The pattern directions are almost non-existent, but they’re not really needed. Basically, they say to sew the shoulder seams together, and then attach the sleeves, sewing in one long seam under the arm and along the sides.
Then you are supposed to place the right front on the left front, and stitch down from point A on the pattern, matching the center front lines as marked on the pattern. This is a less than perfect instruction due to vague lines that are the same for all sizes, and no matching points A. On the other hand, it’s not difficult to figure out what’s meant.
This stitching line does not show on the line drawing that comes with the pattern, nor is it shown on the website. However, if you look closely, I think you can see a hint of its existence.. The knit fabric is supported vertically to the left (as you look at the photo) of the angled flange. (And, by the way, the asymmetry of the hem is far more exaggerated on the pattern than in the drawing, too. That point is actually quite far left.)
On Stitcher’s Guild it was mentioned that it looked as if the model garment were pinned to the form underneath; it’s not. That center front stitching line is what keeps the garment together. This line would presumably completely disappear in the correct, bulkier fabric.
Though it’s actually pretty hard to see even in this thin solid. You probably just barely can see the vertical stitching line to the left of the pleat.
Then you make a pleat, matching two lines that are not of corresponding lengths, and stitch along where the lines join. Folding the right collar at the top of this pleat gives this top its distinctive style. Although the directions have you make the pleat after stitching the front down, I found it easier to reverse the two steps, and form the pleat first.
The pleat is folded in toward the garment; that’s not stated in the directions, but it’s the only way to get the same look as in the line drawing. I stitched-in-the-ditch to keep this pleat in place; without this additional step, all definition was lost due to my thin fabric. I’m not sure it would be necessary in a sweater knit.
The neck, front, lower, and sleeve edges are left unfinished, or finished as you please (lettucing, etc.). I used tape to stay the left neck edge and the back neck — a colossal mistake, as you can see. These edges do need support, but clear elastic would have been a better choice. Or maybe I just did this badly; by the time I reinforced the neck, I knew this was probably something I wouldn’t wear.
As previously mentioned, the back hem is far more asymmetrical than the line drawing indicates, and it also doesn’t work at all in this clingy fabric, since it just sticks wherever it lands. If I ever wear this top, I’ll have to cut away the dip in the back hem.

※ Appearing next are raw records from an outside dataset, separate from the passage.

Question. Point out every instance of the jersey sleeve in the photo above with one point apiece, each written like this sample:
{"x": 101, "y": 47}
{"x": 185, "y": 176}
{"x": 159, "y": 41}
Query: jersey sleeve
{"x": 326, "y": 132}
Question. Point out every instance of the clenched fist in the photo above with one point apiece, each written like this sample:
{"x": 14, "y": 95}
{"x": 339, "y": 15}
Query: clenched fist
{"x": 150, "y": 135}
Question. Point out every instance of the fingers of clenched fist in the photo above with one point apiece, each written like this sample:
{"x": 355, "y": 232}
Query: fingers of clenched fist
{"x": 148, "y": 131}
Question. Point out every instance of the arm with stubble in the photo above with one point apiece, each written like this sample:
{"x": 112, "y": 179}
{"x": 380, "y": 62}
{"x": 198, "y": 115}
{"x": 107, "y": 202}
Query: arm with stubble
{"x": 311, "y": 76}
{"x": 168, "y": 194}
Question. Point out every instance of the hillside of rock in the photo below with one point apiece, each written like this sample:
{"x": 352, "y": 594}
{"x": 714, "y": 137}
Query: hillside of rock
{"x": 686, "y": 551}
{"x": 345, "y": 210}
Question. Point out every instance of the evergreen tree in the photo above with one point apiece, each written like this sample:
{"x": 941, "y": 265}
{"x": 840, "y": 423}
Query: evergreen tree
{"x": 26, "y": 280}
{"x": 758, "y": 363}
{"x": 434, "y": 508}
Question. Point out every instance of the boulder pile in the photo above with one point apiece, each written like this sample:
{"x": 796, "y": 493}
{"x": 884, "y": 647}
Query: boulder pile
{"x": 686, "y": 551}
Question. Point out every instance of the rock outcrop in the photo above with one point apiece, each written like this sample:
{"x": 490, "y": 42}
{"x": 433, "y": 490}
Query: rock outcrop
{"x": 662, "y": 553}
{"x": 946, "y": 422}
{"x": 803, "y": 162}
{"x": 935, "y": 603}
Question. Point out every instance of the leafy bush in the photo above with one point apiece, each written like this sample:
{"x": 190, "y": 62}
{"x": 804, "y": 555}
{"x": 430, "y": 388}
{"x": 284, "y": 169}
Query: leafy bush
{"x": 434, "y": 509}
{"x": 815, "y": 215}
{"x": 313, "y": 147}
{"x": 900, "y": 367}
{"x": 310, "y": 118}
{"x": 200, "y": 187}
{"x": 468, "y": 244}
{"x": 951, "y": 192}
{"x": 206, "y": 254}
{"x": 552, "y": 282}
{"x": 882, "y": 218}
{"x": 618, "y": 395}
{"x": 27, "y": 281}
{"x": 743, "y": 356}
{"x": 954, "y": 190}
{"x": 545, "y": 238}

If I were attempting this in another lightish knit, I’d probably cut the shoulders a bit narrower, as my dummy is larger than I am, and this is pushing the limits on the large end of my personal scale. This size would probably be just right for a sweater, though.
Here’s the cardigan version, from the French blog Passion Plaisir in wool:
She hasn’t sewn the pleat in; she’s created the effect with a pin, and she’s not sewn the center vertical line, either, of course. It makes a very nice cardigan, doesn’t it? You can see in this example, as well in Au Bonheur’s model, how much better the thicker knits work.
The verdict: Pattern success; execution fail. I’ll bring this pattern out again in the fall, once I’ve found a bulky knit I like, preferably in lovely, luscious wool.